La idealización de una patria, chica o grande, como ente puro y aislado del resto, es un evidente error. Somos lo que somos gracias al mestizaje, y lo que serán nuestros descendientes también lo serán gracias a él. El empeño ha de centrarse en que ese mestizaje sea lo mejor posible, no en que no exista. La dirección de la historia camina en ese sentido, intentar cerrar el paso a ese camino solo clausurará la propia historia. Toda cultura puede tener en mayor o menor medida aspectos valorables, y toda cultura siempre puede tener algo que aprender y mejorar. No se trata del reinado hipócrita de lo políticamente correcto, ni de un ciego y temeroso respeto absoluto a todo y a todos, la medida es el ser humano concreto y han de ser los derechos humanos que este valora y respeta y aquellos que le son escamoteados.
Se trata del ancestral miedo al cambio, del intento de superar la inseguridad mediante la agresividad, de la expulsión del que amenaza mi estatus, independientemente de las realidades históricas por las que ese estatus se ha conseguido.  Para ello se hace necesario fundamentarlo en la superioridad de una raza, de una etnia, de una tribu, una casta, una religión, una cultura, o una patria; en definitiva, la superioridad de unos sobre otros. ¿Y en que se puede sustentar la superioridad de un individuo frente a otro si no es en su mayor humanidad? ¿Y no pierde esa supuesta superioridad si, al ejercerla, pierde esa humanidad?

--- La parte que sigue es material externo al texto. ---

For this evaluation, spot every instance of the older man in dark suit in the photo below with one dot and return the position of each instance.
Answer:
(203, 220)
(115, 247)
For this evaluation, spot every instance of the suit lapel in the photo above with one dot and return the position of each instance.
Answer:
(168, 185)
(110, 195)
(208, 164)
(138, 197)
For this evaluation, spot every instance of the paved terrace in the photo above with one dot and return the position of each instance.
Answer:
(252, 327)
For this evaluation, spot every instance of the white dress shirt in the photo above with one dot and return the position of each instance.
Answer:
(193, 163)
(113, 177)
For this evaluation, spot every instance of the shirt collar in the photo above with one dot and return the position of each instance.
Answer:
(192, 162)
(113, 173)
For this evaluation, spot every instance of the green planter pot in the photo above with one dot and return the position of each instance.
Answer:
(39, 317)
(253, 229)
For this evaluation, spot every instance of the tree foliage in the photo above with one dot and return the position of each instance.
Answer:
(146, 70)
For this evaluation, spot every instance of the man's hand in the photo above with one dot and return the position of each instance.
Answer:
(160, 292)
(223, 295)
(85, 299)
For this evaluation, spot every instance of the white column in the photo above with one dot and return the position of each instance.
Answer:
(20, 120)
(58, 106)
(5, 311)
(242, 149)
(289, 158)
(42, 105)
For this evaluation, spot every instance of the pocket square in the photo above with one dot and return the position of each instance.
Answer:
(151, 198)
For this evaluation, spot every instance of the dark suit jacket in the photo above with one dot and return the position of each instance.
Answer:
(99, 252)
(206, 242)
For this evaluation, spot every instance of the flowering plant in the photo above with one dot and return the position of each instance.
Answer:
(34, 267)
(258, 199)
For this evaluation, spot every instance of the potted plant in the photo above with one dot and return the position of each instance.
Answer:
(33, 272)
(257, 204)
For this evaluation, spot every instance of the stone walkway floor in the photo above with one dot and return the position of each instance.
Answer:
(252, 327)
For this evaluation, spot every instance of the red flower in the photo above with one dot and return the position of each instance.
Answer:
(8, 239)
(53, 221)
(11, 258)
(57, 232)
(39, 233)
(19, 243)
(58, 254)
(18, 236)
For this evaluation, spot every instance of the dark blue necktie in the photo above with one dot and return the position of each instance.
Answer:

¿Y en que nos convertimos con ello? En sujetos que piensan y actúan en función del miedo, de la ignorancia y del rencor, en personas degradadas al mismo tiempo que intentamos degradar al vecino que nos es extraño. Y todavía más, es paradójico, que ese comportamiento lo justifiquemos en razón y defensa de una civilización cristiana que supuestamente ha conformado nuestra cultura. Es difícil encontrar una antinomia más permanente que la que se establece entre el mensaje de ese cristianismo evangélico y el discurso que intenta sostener esas prácticas. Se trata de un mensaje vaciado de su sentido y reducido a lo ornamental y meramente institucional.
Breivik no está loco, no lo está al menos más que puede estarlo una parte importante de nuestra sociedad en la que anida el germen de la destrucción que él ha puesto de manifiesto, en este sentido Breivik es el reflejo de ese estado de descomposición y podredumbre que nos acompaña desde la misma génesis de nuestra cultura.